Branching Strategies

Branching as described in the previous section is a means to keep the develop-test-release cycle running smoothly. The strategy depends upon a programming team to finish a defined goal or task. This task is something that can be done with in a small time limit - usually a week or two, but sometimes as long as a month. This task should be something that is atomic and testable too. If you define a too large a unit as a task, then development may take too long, testing will be idle, and the integration of the work into the release will be delayed. This could affect the development of other parts of the project which depends upon this work.

Normally, branching would seem to be tasked based, but naming a branch for a task is rarely done. Instead, branching is handled in several different ways.


Single Branch Development

In smaller shops, the programming team may consist of one or two people who do most of the testing themselves. In such shops, the programmers work together in close synchronization, and it is possible for the programmers to work in such tight coordination with each other, that they all work on the same defined task. After the task is complete, the programmers might do the testing. In such a tightly run shop, it isn't unusual for all programmers to work off of the same branch.

In the following case, all work was done in the release was done on a single development branch. When the task is complete, the programmers, as a group do almost all of the testing, and correct bugs found in the program.

In the following diagram, testing is complete, and the program is merged onto the main branch and labeled for outside testing for customer acceptance.

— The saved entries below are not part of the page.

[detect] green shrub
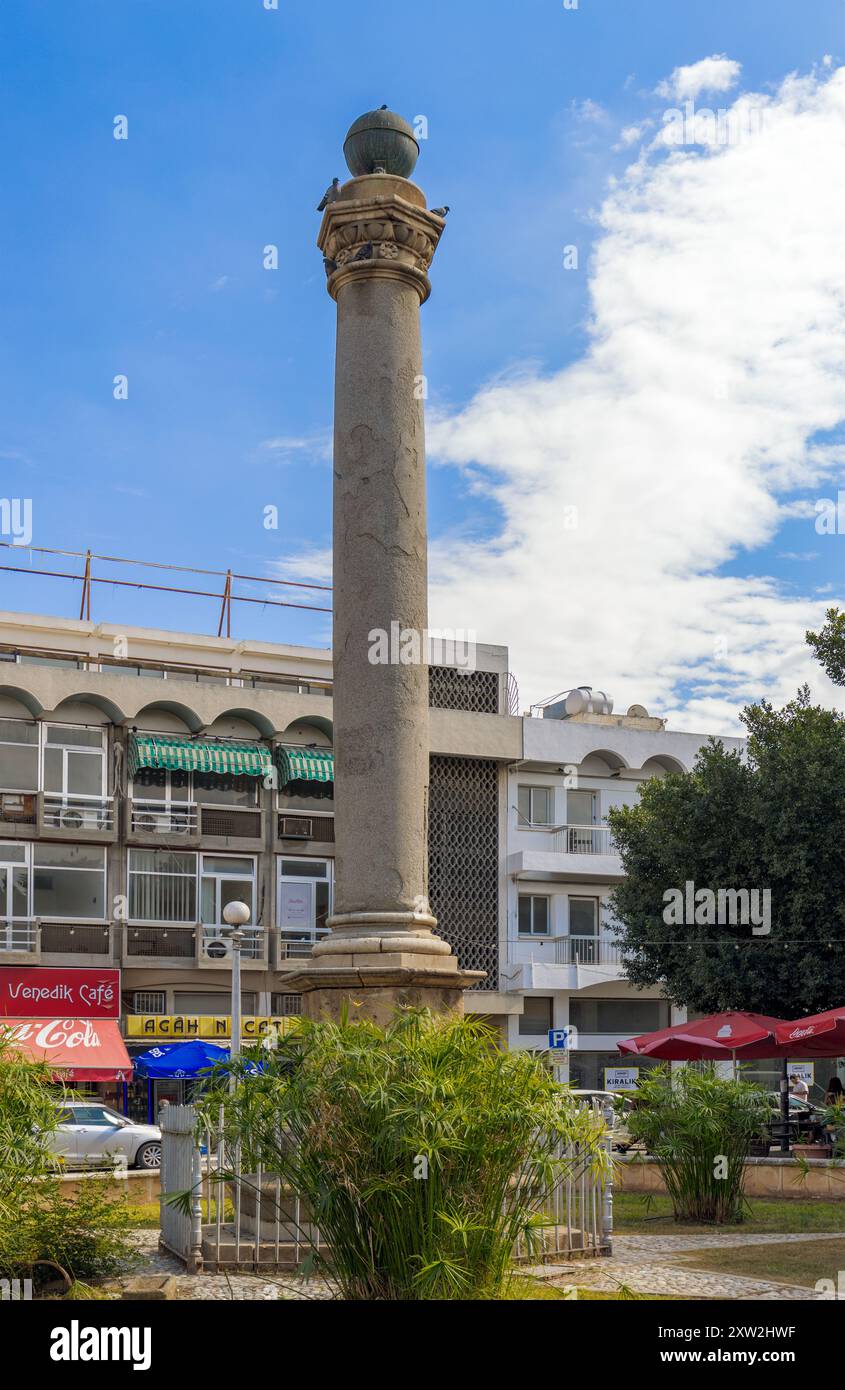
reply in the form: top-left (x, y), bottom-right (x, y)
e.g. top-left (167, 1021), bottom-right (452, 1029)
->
top-left (2, 1180), bottom-right (138, 1286)
top-left (0, 1035), bottom-right (136, 1291)
top-left (622, 1064), bottom-right (768, 1224)
top-left (196, 1009), bottom-right (608, 1300)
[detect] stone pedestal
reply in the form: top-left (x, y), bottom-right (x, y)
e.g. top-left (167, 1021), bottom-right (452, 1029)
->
top-left (285, 128), bottom-right (484, 1021)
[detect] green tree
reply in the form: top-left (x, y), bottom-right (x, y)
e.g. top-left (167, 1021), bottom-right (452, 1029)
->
top-left (607, 688), bottom-right (845, 1016)
top-left (807, 607), bottom-right (845, 687)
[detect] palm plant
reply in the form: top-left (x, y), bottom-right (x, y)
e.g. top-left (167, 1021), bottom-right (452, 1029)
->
top-left (622, 1064), bottom-right (768, 1224)
top-left (195, 1009), bottom-right (608, 1300)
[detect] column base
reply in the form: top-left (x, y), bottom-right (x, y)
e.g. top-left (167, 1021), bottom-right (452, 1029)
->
top-left (282, 964), bottom-right (487, 1026)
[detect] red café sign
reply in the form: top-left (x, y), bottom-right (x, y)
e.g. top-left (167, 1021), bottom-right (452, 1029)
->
top-left (0, 967), bottom-right (120, 1019)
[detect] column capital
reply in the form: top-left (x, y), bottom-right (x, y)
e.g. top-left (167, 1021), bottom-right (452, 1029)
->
top-left (318, 175), bottom-right (447, 305)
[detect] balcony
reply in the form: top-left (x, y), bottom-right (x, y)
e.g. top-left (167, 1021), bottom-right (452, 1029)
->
top-left (277, 928), bottom-right (330, 963)
top-left (0, 791), bottom-right (37, 839)
top-left (508, 823), bottom-right (622, 884)
top-left (128, 798), bottom-right (200, 846)
top-left (505, 935), bottom-right (626, 992)
top-left (0, 917), bottom-right (39, 960)
top-left (199, 804), bottom-right (263, 846)
top-left (122, 923), bottom-right (268, 969)
top-left (40, 793), bottom-right (116, 842)
top-left (39, 920), bottom-right (113, 966)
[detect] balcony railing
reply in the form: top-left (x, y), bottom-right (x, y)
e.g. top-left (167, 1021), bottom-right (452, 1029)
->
top-left (125, 926), bottom-right (196, 959)
top-left (279, 929), bottom-right (330, 960)
top-left (200, 926), bottom-right (264, 962)
top-left (551, 824), bottom-right (616, 856)
top-left (40, 922), bottom-right (112, 956)
top-left (42, 793), bottom-right (115, 833)
top-left (0, 918), bottom-right (38, 953)
top-left (131, 799), bottom-right (199, 836)
top-left (511, 935), bottom-right (624, 967)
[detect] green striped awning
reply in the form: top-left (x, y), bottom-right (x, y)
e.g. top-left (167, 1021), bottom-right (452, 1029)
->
top-left (275, 746), bottom-right (334, 788)
top-left (128, 734), bottom-right (273, 780)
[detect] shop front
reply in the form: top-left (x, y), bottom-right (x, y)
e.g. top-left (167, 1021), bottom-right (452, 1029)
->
top-left (1, 964), bottom-right (132, 1102)
top-left (124, 1013), bottom-right (297, 1120)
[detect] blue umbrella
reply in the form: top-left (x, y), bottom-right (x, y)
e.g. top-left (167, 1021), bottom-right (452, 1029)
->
top-left (133, 1040), bottom-right (230, 1078)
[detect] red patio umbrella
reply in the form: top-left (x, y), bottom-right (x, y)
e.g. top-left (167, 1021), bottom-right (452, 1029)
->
top-left (618, 1010), bottom-right (788, 1061)
top-left (775, 1007), bottom-right (845, 1058)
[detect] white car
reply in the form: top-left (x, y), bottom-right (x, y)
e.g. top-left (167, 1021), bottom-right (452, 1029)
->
top-left (50, 1101), bottom-right (162, 1170)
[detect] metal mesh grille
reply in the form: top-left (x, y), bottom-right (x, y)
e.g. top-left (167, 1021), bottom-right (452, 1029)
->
top-left (428, 756), bottom-right (499, 989)
top-left (40, 924), bottom-right (111, 956)
top-left (200, 806), bottom-right (262, 838)
top-left (428, 666), bottom-right (499, 714)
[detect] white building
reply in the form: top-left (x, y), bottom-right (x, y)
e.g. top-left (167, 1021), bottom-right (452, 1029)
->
top-left (500, 688), bottom-right (745, 1089)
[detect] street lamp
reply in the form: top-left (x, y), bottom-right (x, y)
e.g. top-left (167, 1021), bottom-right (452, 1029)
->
top-left (222, 900), bottom-right (251, 1080)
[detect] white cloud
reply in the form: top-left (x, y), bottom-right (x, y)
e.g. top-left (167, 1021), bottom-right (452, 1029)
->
top-left (617, 124), bottom-right (646, 147)
top-left (270, 548), bottom-right (333, 583)
top-left (428, 65), bottom-right (845, 733)
top-left (656, 54), bottom-right (742, 102)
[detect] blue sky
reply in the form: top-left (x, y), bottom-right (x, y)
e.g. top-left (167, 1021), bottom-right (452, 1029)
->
top-left (1, 1), bottom-right (845, 727)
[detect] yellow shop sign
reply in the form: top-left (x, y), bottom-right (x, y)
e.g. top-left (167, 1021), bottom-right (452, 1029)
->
top-left (126, 1014), bottom-right (297, 1040)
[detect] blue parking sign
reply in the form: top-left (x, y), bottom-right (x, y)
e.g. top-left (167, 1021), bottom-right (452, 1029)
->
top-left (548, 1028), bottom-right (572, 1051)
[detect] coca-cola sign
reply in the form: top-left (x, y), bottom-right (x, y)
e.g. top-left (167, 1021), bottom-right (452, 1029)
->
top-left (0, 967), bottom-right (120, 1019)
top-left (5, 1018), bottom-right (104, 1049)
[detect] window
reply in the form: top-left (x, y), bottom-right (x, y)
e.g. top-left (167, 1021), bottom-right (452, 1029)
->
top-left (33, 845), bottom-right (106, 920)
top-left (194, 773), bottom-right (258, 809)
top-left (518, 894), bottom-right (550, 936)
top-left (129, 850), bottom-right (197, 923)
top-left (200, 855), bottom-right (256, 926)
top-left (0, 841), bottom-right (29, 918)
top-left (569, 897), bottom-right (599, 935)
top-left (43, 724), bottom-right (106, 799)
top-left (517, 785), bottom-right (553, 826)
top-left (60, 1106), bottom-right (121, 1127)
top-left (132, 767), bottom-right (191, 804)
top-left (127, 851), bottom-right (257, 925)
top-left (569, 999), bottom-right (670, 1035)
top-left (567, 790), bottom-right (597, 826)
top-left (132, 991), bottom-right (166, 1014)
top-left (271, 993), bottom-right (302, 1016)
top-left (568, 1052), bottom-right (660, 1091)
top-left (277, 858), bottom-right (333, 933)
top-left (0, 720), bottom-right (38, 792)
top-left (518, 996), bottom-right (554, 1037)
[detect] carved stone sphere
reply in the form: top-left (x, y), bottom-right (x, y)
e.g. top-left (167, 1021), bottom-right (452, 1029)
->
top-left (343, 109), bottom-right (420, 178)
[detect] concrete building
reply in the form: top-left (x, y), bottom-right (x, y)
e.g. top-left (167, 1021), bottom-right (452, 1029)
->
top-left (502, 690), bottom-right (744, 1090)
top-left (0, 607), bottom-right (750, 1109)
top-left (0, 609), bottom-right (519, 1115)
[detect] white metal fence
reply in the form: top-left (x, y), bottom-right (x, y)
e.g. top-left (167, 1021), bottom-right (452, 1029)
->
top-left (159, 1104), bottom-right (612, 1273)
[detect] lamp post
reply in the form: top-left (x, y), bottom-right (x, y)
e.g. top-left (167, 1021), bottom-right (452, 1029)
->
top-left (222, 900), bottom-right (251, 1081)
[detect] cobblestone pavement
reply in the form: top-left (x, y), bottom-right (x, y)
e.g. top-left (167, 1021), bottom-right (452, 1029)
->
top-left (127, 1231), bottom-right (335, 1301)
top-left (525, 1231), bottom-right (845, 1301)
top-left (127, 1228), bottom-right (842, 1301)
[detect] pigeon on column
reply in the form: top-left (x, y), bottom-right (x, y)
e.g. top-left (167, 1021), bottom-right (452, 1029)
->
top-left (317, 178), bottom-right (341, 212)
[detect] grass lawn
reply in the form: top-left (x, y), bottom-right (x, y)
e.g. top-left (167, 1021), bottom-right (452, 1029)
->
top-left (674, 1237), bottom-right (845, 1288)
top-left (614, 1191), bottom-right (845, 1235)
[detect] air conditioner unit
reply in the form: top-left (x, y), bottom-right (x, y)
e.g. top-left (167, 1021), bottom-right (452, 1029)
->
top-left (135, 811), bottom-right (164, 834)
top-left (280, 816), bottom-right (313, 839)
top-left (59, 807), bottom-right (84, 831)
top-left (169, 812), bottom-right (191, 835)
top-left (203, 937), bottom-right (232, 960)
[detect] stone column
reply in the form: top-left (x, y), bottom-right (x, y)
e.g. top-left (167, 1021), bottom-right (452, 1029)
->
top-left (285, 111), bottom-right (483, 1022)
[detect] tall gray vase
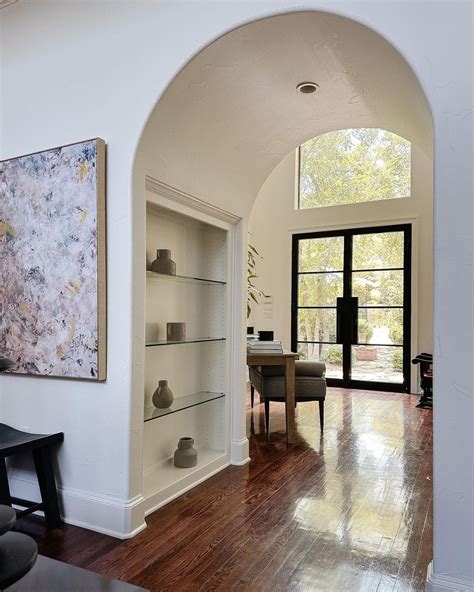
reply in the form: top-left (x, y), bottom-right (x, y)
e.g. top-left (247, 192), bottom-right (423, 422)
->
top-left (151, 249), bottom-right (176, 276)
top-left (167, 322), bottom-right (186, 342)
top-left (174, 437), bottom-right (198, 468)
top-left (152, 380), bottom-right (174, 408)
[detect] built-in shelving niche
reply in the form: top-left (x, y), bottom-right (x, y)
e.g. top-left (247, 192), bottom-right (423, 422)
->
top-left (142, 199), bottom-right (230, 515)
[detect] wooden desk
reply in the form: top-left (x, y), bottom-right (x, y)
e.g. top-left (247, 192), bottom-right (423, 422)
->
top-left (246, 350), bottom-right (299, 443)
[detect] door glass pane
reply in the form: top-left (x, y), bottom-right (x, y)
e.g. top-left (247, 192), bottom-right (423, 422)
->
top-left (298, 273), bottom-right (343, 306)
top-left (353, 270), bottom-right (403, 306)
top-left (357, 308), bottom-right (403, 345)
top-left (299, 236), bottom-right (344, 272)
top-left (293, 227), bottom-right (408, 388)
top-left (351, 345), bottom-right (403, 383)
top-left (298, 308), bottom-right (337, 343)
top-left (298, 342), bottom-right (342, 379)
top-left (353, 231), bottom-right (404, 270)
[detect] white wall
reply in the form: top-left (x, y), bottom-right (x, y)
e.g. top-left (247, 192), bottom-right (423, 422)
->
top-left (0, 2), bottom-right (473, 588)
top-left (249, 143), bottom-right (433, 391)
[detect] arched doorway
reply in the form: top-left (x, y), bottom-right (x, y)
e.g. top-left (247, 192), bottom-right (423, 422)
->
top-left (131, 9), bottom-right (434, 588)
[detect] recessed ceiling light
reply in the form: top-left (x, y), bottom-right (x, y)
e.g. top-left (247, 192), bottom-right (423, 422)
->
top-left (296, 82), bottom-right (320, 94)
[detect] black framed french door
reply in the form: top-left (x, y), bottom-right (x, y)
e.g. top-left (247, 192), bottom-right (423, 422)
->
top-left (291, 225), bottom-right (412, 392)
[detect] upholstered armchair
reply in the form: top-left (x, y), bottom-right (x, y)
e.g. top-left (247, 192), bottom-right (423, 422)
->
top-left (249, 360), bottom-right (327, 433)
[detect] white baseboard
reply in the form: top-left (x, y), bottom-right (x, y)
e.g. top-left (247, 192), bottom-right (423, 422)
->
top-left (427, 561), bottom-right (474, 591)
top-left (231, 456), bottom-right (251, 466)
top-left (10, 442), bottom-right (250, 538)
top-left (9, 475), bottom-right (147, 539)
top-left (231, 437), bottom-right (250, 465)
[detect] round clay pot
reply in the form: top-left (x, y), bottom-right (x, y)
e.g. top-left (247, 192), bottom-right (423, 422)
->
top-left (167, 322), bottom-right (186, 342)
top-left (150, 249), bottom-right (176, 276)
top-left (152, 380), bottom-right (174, 409)
top-left (174, 437), bottom-right (198, 468)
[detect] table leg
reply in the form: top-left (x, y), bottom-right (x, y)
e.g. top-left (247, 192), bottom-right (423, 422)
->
top-left (33, 447), bottom-right (62, 529)
top-left (285, 357), bottom-right (296, 443)
top-left (0, 458), bottom-right (11, 506)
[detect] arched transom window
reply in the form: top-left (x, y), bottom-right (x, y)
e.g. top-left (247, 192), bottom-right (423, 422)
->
top-left (298, 128), bottom-right (411, 209)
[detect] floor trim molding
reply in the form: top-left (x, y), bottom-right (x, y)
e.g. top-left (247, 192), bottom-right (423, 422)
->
top-left (231, 457), bottom-right (251, 466)
top-left (9, 475), bottom-right (146, 539)
top-left (427, 561), bottom-right (474, 591)
top-left (231, 437), bottom-right (250, 465)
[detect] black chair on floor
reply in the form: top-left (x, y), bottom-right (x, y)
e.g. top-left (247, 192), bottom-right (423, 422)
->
top-left (412, 352), bottom-right (433, 409)
top-left (0, 424), bottom-right (64, 529)
top-left (249, 360), bottom-right (327, 433)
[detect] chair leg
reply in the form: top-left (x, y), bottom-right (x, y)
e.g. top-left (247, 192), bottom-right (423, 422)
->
top-left (0, 458), bottom-right (11, 506)
top-left (318, 400), bottom-right (325, 430)
top-left (33, 446), bottom-right (62, 529)
top-left (250, 385), bottom-right (255, 408)
top-left (264, 399), bottom-right (270, 434)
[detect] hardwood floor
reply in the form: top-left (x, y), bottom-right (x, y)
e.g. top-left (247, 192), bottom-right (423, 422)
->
top-left (16, 388), bottom-right (432, 591)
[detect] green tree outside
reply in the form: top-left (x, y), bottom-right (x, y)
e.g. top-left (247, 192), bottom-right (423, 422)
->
top-left (296, 128), bottom-right (410, 379)
top-left (299, 128), bottom-right (411, 209)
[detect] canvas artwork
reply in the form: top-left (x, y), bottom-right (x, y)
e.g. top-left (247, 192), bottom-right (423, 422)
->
top-left (0, 138), bottom-right (106, 380)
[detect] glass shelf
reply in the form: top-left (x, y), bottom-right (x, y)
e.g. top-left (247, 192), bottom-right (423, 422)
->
top-left (146, 337), bottom-right (226, 347)
top-left (146, 271), bottom-right (226, 286)
top-left (144, 391), bottom-right (225, 421)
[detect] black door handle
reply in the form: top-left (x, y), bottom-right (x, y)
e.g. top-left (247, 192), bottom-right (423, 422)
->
top-left (336, 298), bottom-right (344, 343)
top-left (350, 297), bottom-right (358, 345)
top-left (337, 297), bottom-right (358, 344)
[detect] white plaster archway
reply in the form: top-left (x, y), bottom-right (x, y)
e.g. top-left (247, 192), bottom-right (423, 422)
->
top-left (1, 2), bottom-right (472, 588)
top-left (131, 9), bottom-right (440, 588)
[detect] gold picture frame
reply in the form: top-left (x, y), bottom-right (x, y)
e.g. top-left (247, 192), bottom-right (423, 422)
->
top-left (1, 138), bottom-right (107, 381)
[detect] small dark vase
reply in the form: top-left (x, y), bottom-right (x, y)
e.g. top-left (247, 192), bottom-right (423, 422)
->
top-left (167, 322), bottom-right (186, 342)
top-left (151, 249), bottom-right (176, 276)
top-left (152, 380), bottom-right (174, 409)
top-left (174, 437), bottom-right (198, 468)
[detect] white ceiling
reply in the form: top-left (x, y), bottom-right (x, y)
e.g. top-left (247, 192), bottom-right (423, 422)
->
top-left (138, 11), bottom-right (432, 216)
top-left (0, 0), bottom-right (19, 9)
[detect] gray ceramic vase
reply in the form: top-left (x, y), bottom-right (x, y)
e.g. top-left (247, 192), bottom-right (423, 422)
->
top-left (151, 249), bottom-right (176, 276)
top-left (152, 380), bottom-right (174, 409)
top-left (174, 437), bottom-right (198, 468)
top-left (167, 322), bottom-right (186, 342)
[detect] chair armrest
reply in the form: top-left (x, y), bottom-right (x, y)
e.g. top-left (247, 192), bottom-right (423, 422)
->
top-left (295, 360), bottom-right (326, 377)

At this point, an external test team will check for remaining bugs. Meanwhile, branch is renamed (in this case, /dev_jan_31), and a new branch called /dev is created:

While work is going on with the new development branch, a test team is testing the release INT_REL_1.0 for problems. If the work on /main/dev is complete, and no further problems are found, then the new /main/dev is renamed (in this case, /main/dev_feb_15) and merged onto /main. Finally, the new /main/LATEST is labeled as a release:

However, if an error was discovered in /main/LATEST, the error can be corrected on the old /main/dev branch (in this case, /main/dev_jan_31). Once the bug has been corrected and retested, it is merged onto /main again, and possibly merged into the new development work too:

In some sites, if the corrections are minor, the change is made on /main itself. Remember that the programmer thoroughly tested the release before it was merged onto /main in the first place:

As you can see in this strategy, /main is used for releases, and most work takes place on the single side branch. Because there is only a single branch involved, merging is fast and easy with no contentions. However, only a single person can work on this file at a time because there is only a single branch available. Also, all development work on that branch must cease at the same time when that branch is renamed.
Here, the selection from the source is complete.